Detect speech segments in audio using Silero VAD. Returns timestamped segments with confidence scores — useful for preprocessing audio before transcription, or for detecting when someone is speaking.

Quick example

try (var vad = SileroVadDetector.builder().build()) {
    List<VoiceSegment> segments = vad.detect(Path.of("meeting.wav"));
    // [VoiceSegment[start=0.50, end=3.20], VoiceSegment[start=5.10, end=8.75]]
}

Full example

import io.github.inference4j.audio.SileroVadDetector;
import io.github.inference4j.audio.VoiceSegment;
import java.nio.file.Path;

public class VoiceActivityDetection {
    public static void main(String[] args) {
        try (var vad = SileroVadDetector.builder()
                .threshold(0.7f)
                .minSpeechDuration(0.3f)
                .minSilenceDuration(0.15f)
                .build()) {

            List<VoiceSegment> segments = vad.detect(Path.of("meeting.wav"));

            for (VoiceSegment seg : segments) {
                System.out.printf("%.2fs - %.2fs (duration: %.2fs, confidence: %.2f)%n",
                    seg.start(), seg.end(), seg.duration(), seg.confidence());
            }
        }
    }
}
Screenshot from showcase app
Screenshot from showcase app

Per-frame probabilities

For visualization or custom segmentation logic, extract raw speech probabilities:

try (var vad = SileroVadDetector.builder().build()) {
    float[] probabilities = vad.probabilities(Path.of("audio.wav"));
    // One probability per frame (32ms window at 16kHz)
}

From raw audio data

try (var vad = SileroVadDetector.builder().build()) {
    float[] audioData = loadAudioSamples();
    List<VoiceSegment> segments = vad.detect(audioData, 16000);
}

Builder options

Method Type Default Description
.modelId(String) String inference4j/silero-vad HuggingFace model ID
.modelSource(ModelSource) ModelSource HuggingFaceModelSource Model resolution strategy
.sessionOptions(SessionConfigurer) SessionConfigurer default ONNX Runtime session config
.sampleRate(int) int 16000 Target sample rate (Hz)
.windowSizeSamples(int) int 512 Frame window size (512 = 32ms at 16kHz)
.threshold(float) float 0.5 Speech probability threshold
.minSpeechDuration(float) float 0.25 Minimum speech segment duration (seconds)
.minSilenceDuration(float) float 0.1 Minimum silence gap between segments (seconds)

Result type

VoiceSegment is a record with:

Field Type Description
start() float Segment start time in seconds
end() float Segment end time in seconds
duration() float Segment duration in seconds
confidence() float Average speech probability for the segment

Tuning thresholds

The default thresholds work well for clean speech.

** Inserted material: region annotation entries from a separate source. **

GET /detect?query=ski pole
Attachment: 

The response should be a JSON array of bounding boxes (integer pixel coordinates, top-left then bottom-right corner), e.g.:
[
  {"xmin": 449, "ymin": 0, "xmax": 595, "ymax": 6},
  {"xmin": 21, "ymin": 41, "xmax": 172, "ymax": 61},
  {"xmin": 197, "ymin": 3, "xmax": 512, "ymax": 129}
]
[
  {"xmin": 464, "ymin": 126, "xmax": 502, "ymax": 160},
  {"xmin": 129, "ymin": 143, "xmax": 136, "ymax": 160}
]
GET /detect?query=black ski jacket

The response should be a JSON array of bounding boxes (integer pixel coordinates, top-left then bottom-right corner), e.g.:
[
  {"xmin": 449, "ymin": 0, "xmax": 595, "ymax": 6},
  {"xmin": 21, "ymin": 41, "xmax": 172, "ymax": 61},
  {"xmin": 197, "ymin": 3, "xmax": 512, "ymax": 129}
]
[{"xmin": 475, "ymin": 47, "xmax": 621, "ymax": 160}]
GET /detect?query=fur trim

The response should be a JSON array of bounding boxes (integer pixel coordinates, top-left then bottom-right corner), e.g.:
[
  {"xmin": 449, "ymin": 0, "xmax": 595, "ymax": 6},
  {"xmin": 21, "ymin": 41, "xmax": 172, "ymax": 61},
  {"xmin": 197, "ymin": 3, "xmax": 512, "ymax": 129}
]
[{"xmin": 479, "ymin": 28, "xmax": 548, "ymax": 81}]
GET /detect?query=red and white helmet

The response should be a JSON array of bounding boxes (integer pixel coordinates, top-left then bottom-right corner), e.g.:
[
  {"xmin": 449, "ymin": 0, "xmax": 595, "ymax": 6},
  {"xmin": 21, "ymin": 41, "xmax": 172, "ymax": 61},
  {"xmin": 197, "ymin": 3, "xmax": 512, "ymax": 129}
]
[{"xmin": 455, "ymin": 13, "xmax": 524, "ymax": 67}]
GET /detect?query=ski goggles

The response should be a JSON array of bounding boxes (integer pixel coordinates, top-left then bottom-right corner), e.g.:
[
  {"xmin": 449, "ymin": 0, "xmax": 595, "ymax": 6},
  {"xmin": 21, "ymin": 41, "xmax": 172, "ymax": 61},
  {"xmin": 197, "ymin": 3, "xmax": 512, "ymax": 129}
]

Adjust for your use case:

Scenario threshold minSpeechDuration minSilenceDuration
Clean speech (default) 0.5 0.25 0.1
Noisy environment 0.7 0.3 0.15
Short utterances (commands) 0.5 0.1 0.05
Long-form speech (podcasts) 0.5 0.5 0.3

Combining with speech-to-text

Use VAD to segment audio before transcription for better accuracy:

try (var vad = SileroVadDetector.builder().build();
     var recognizer = Wav2Vec2Recognizer.builder().build()) {

    List<VoiceSegment> segments = vad.detect(Path.of("meeting.wav"));

    for (VoiceSegment segment : segments) {
        // Extract segment audio and transcribe
        System.out.printf("[%.1fs-%.1fs] %s%n",
            segment.start(), segment.end(), "...");
    }
}

Tips

  • Silero VAD is a stateful model — it maintains hidden state across frames for context. This is handled internally.
  • The model supports both 16kHz and 8kHz sample rates.
  • Use probabilities() to inspect per-frame speech likelihood for debugging or visualization.
  • For real-time applications, the 32ms window size (512 samples at 16kHz) provides low-latency detection.